KYIV, Ukraine—Ukraine is developing indigenous missile capabilities aimed at deterring Russian military action in the future—and that increasingly worry Moscow.
Kyiv has revived a defense industry that once churned out advanced weapons for the Soviet Union and is now working on a series of missiles, including one that can travel up to 600 miles to hit its target—potentially putting Moscow within range of a Ukrainian strike.
Ukraine’s national-security authorities say they intend to invest billions of dollars in the projects over the coming decade, and they are triggering alarm bells in Russia.
“In the future, a Ukrainian missile attack on Moscow is quite real,” Russian Lt. Gen. Valery Zaparenko, a former senior member of Russia’s General Staff, told Gazeta.ru, a Russian media outlet. “Ukraine has the scientific, technical and production potential.”
Kyiv is now carrying out final tests of its first domestically produced medium-range cruise missile, dubbed the Neptune, which is designed for use primarily against warships. Ukrainian defense officials expect the first Neptunes to be deployed to vulnerable coastal areas by April.
An extension of a Soviet-era missile, the KH-35, which was fired from ships and planes, the Neptune is modified to strike from truck-mounted launchers at targets on both land and water.
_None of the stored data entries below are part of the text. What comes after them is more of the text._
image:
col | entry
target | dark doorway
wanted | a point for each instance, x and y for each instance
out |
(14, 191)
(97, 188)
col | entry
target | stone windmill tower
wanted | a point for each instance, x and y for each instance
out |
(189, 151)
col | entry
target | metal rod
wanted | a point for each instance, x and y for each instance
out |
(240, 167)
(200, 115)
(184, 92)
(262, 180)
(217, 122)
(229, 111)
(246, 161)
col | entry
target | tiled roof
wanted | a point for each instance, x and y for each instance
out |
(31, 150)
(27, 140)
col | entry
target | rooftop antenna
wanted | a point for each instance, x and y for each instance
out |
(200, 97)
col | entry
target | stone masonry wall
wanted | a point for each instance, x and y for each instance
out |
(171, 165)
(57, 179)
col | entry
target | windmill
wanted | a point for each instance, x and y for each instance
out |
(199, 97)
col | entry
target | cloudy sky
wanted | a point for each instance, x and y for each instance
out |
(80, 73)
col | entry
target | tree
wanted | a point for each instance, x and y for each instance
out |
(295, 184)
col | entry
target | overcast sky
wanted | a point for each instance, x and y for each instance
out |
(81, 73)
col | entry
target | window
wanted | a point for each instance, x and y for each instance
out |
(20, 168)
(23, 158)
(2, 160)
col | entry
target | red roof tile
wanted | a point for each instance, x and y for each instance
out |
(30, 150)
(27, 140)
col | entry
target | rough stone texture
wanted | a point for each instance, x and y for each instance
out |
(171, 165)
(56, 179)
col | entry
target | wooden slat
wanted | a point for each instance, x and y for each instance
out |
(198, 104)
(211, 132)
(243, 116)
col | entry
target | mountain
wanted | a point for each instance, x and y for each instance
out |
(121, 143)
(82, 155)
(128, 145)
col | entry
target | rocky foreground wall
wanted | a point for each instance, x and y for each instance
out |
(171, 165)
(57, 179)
Its range is estimated to be 200 miles and its main quarry would be cruisers, destroyers and other warships.
“Ukraine having its own armament is important,” said an official from Ukroboronprom, Ukraine’s state-owned defense conglomerate, which controls the companies that designed and manufacture the Neptune.
“The country is doing everything possible to ensure that its own weapons are produced in a closed cycle on the territory of Ukraine, which poses a threat to its opponents,” the official said.
Russia has overwhelming naval superiority in the Black Sea, giving it the ability to fire at targets onshore in Ukraine from coastal waters and to conduct amphibious landings. The Neptune is aimed at raising the costs of any Russian effort to do that.
“The difference in capabilities is substantial,” said Andriy Zagorodnyuk, a former Ukrainian defense minister now with the Centre for Defence Strategies, a Kyiv think tank.
With Neptune squadrons settled around the coastline, “we can pretty much hit any target within our territorial waters,” he said. “Essentially, this is about being able to block the capabilities of the Russians if they try to attack.”
Western officials say an amphibious landing near Odesa and Kherson in southern Ukraine would be one option for Russian President Vladimir Putin if he widens his military campaign against Ukraine.
While Washington warns that a Russian invasion may be imminent, Moscow—which has massed more than 100,000 troops around Ukraine—denies that it plans a war. Several Russian military vessels capable of amphibious landings are currently sailing into the Black Sea from bases in the Baltic.
Ukraine used to house a significant part of the Soviet Union’s defense industries, including its ballistic missile manufacturers. During the first two decades of its independence, however, Kyiv neglected domestic defense research and development, relying on security assurances and longstanding relationships with Russian arms manufacturers.
When war broke out between Ukraine and Russian proxies in 2014, Kyiv found itself fighting with outdated technologies. Ukraine lost much of its navy after Russia seized the Crimean peninsula that year.
Illustrating Ukraine’s inability to defend its maritime borders, Russia seized Ukrainian ships and sailors in the Kerch Strait between the Azov and Black Seas in 2018 and continues to charge merchant ships to navigate the strait.
By 2018, Ukraine had redoubled efforts to revitalize its Soviet-legacy arms industry, focusing on missiles and drones that could help offset Russia’s massive advantage in aircraft and ships.
Some defense analysts have called the Neptune a next-generation missile, saying that its technological characteristics create issues that Russia will have to take seriously.
Neptune’s navigation and target-acquiring signals distribute across a broad frequency band, making them difficult for ships to recognize, and the missile’s low flight profile frustrates conventional air-defense systems, said Reuben F. Johnson, an aerospace and defense technology analyst in Kyiv.
“If you’re 100 kilometers-plus, you’re going to have to start to think about how you deal with these batteries,” said Douglas Barrie, a defense fellow at the International Institute for Strategic Studies, a London think tank. “They become a priority if you’re going to try and mount any kind of maritime operation in the littoral region around Ukraine’s coast.”